Validation on Our Project
In this project, we employed Protein Language Models (PLM) to extract sequence features for thermal stability prediction. The effectiveness of features extracted by PLMs has been widely validated[1-5]. Take ESM2 for example; the features it extracts can generate high-confidence protein structures when passed through a structural module, as published in Science in 2023. Therefore, after extensive literature research and discussions, we concluded that the use of PLMs for assisting thermal stability prediction is a feasible approach.

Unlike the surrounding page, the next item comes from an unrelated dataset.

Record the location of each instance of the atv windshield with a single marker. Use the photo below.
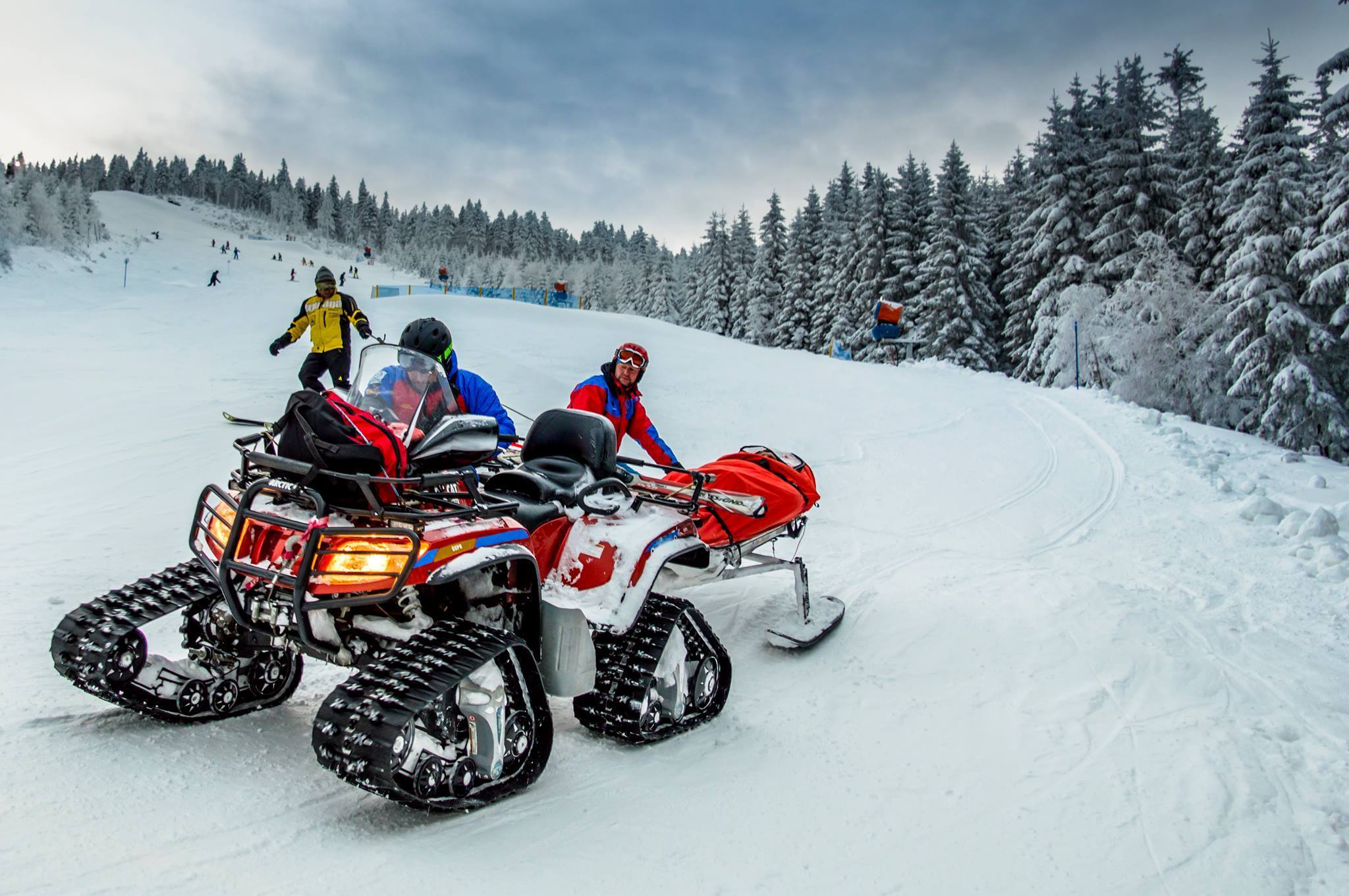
(402, 387)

We collected protein sequence data from Kaggle and PremPS. We conducted model training and effectiveness validation using various PLMs, including TempL and ESM2, and ultimately found that the model based on ESM2 yielded the best predictive performance. During the model training process, we employed Mean Squared Error (MSE) supervision, and the loss function curve is depicted below:
As you can see, MSE converged towards the end of training, and there were no gradient anomalies during the training process. On the test set, the trained model achieved an R-squared (R2) value of 0.71 when comparing predicted values to actual values, indicating that the model could capture the inherent thermal stability properties within the sequences.

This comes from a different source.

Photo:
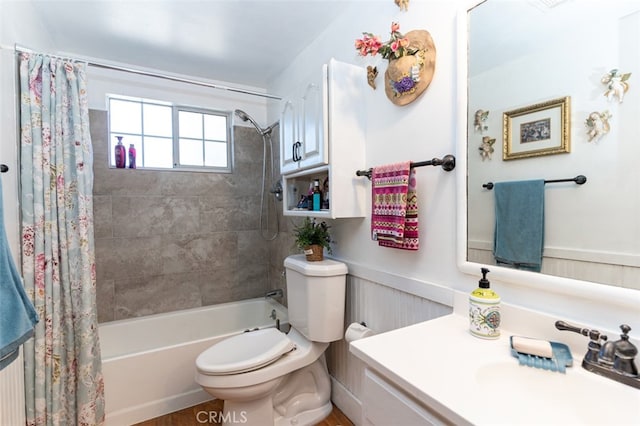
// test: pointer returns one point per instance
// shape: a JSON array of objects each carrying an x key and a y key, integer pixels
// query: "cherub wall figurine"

We assessed the model's performance using experimental values for KmAgo mutants obtained from our collaborating wet lab and iterated based on the results.

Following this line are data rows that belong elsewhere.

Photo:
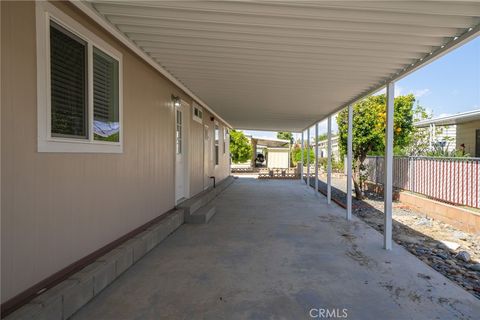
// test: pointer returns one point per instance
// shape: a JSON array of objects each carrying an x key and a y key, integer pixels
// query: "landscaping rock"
[
  {"x": 450, "y": 245},
  {"x": 475, "y": 267},
  {"x": 463, "y": 255}
]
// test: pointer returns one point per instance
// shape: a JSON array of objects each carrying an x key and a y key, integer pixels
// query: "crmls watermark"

For specific results, please refer to
https://2023.igem.wiki/sjtu-software/engineering .
1. Zeming Lin et al. Evolutionary-scale prediction of atomic-level protein structure with a language model. Science 379,1123-1130(2023).
2. Ruidong Wu et al. High-resolution de novo structure prediction from primary sequence. bioRxiv 2022.07.21.500999.
3. Minjie Mou et al. A Transformer-Based Ensemble Framework for the Prediction of Protein–Protein Interaction Sites, Research, 6, (2023).
4. Jiawei Xing et al. Origin and functional diversification of PAS domain, a ubiquitous intracellular sensor, Science Advances, 9, 35, (2023).
5. Ruth Nussinov et al. AlphaFold, allosteric, and orthosteric drug discovery: Ways forward, Drug Discovery Today, 28, 6, (2023).